A recurring issue in deposits drilled from surface at steep angles: vertical data density is high, lateral density is low. If the search requires composites from multiple octants, the algorithm pulls in distant lateral data to fill octant quotas. Those composites may sit in a different geological setting. They dilute the local estimate with information from rock that has different grade characteristics. Relaxing the octant restriction eliminates this problem and creates another: the nearest (vertical) composites dominate the estimate and provide no lateral constraint. The correct setting depends on the local data geometry, and kriging uses a single global parameter set applied everywhere in the domain.

On Kriging Variance

Kriging variance appears as a classification criterion in nearly every NI 43-101 technical report filed on SEDAR that uses kriging. It depends on the data configuration and the variogram model. It does not depend on the data values. A block surrounded by composites at 0.1 g/t gold and a block surrounded by composites at 20 g/t gold, in identical spatial arrangements, produce identical kriging variance. Isaaks and Srivastava's 1989 textbook "An Introduction to Applied Geostatistics" and the Deutsch and Journel GSLIB manual both explain this limitation clearly. The point has been made in print for over 30 years. Kriging variance remains the dominant quantitative classification criterion in public resource reports because it is a standard software output, it maps intuitively to the idea that blocks near drill holes are better known, and replacing it with conditional simulation requires work that many project budgets do not accommodate.
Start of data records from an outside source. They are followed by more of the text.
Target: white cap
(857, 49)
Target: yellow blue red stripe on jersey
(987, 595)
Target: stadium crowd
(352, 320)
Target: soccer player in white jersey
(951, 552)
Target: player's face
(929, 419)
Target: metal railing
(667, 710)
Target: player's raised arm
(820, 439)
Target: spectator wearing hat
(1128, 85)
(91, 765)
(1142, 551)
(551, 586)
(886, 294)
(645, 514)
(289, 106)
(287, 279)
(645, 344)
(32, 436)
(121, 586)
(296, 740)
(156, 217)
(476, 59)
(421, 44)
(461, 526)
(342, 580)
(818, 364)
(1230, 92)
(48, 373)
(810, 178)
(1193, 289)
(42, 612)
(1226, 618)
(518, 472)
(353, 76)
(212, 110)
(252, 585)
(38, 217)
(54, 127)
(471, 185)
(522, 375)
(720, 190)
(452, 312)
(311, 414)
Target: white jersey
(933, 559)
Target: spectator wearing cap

Smoothing. Ordinary kriging is a conditional expectation estimator. Minimizing estimation variance pulls extreme block grades toward the local mean. The grade-tonnage curve from a kriged model is narrower than the curve that would result from perfect knowledge. Blocks that should be high grade are estimated too low. Blocks that should be low grade are estimated too high.

Reconciliation data from Goldfields' St Ives operations in Western Australia, presented at AusIMM conferences during the 2000s, demonstrated this pattern: kriged models overpredicted grade in marginal stopes and underpredicted grade in high-grade stopes. The errors partially cancelled at the annual scale, producing aggregate reconciliation within about 5% to 10%, while individual stope-level discrepancies ran to 15% or more in some domains. Block-level reconciliation data, comparing each mined block to its model prediction, are collected at some operations and almost never published. When they have been presented (Goldfields staff at St Ives; Newcrest staff reporting on Cadia and Telfer at AusIMM events), the results confirm what theory predicts: local prediction error is much larger than aggregate reconciliation suggests.

MIK

Multiple indicator kriging estimates a grade distribution at each block instead of a single grade, by kriging binary indicator variables at multiple thresholds. The output is a conditional cumulative distribution function, from which tonnage and grade above any cutoff can be calculated directly.

MIK matters most for deposits where the economic cutoff grade sits in the central part of the grade distribution. The 2014 edition of AusIMM Monograph 23 ("Mineral Resource and Ore Reserve Estimation: The AusIMM Guide to Good Practice") includes comparative examples showing that MIK-derived recoverable resources can differ from OK-derived recoverable resources by 15% to 25% in contained metal for disseminated gold deposits with moderate cutoff grades. That range represents the difference between a viable project and a failed one in many cases.

Implementation problems are genuine. Nine indicator thresholds and three principal directions produce 27 variograms. The variograms at extreme thresholds (lowest and highest grade cutoffs) are computed from the fewest data pairs, show the most scatter, and get fitted with the least care because time runs short.

These extreme-threshold variograms control the tails of the grade distribution, which is where economic sensitivity concentrates.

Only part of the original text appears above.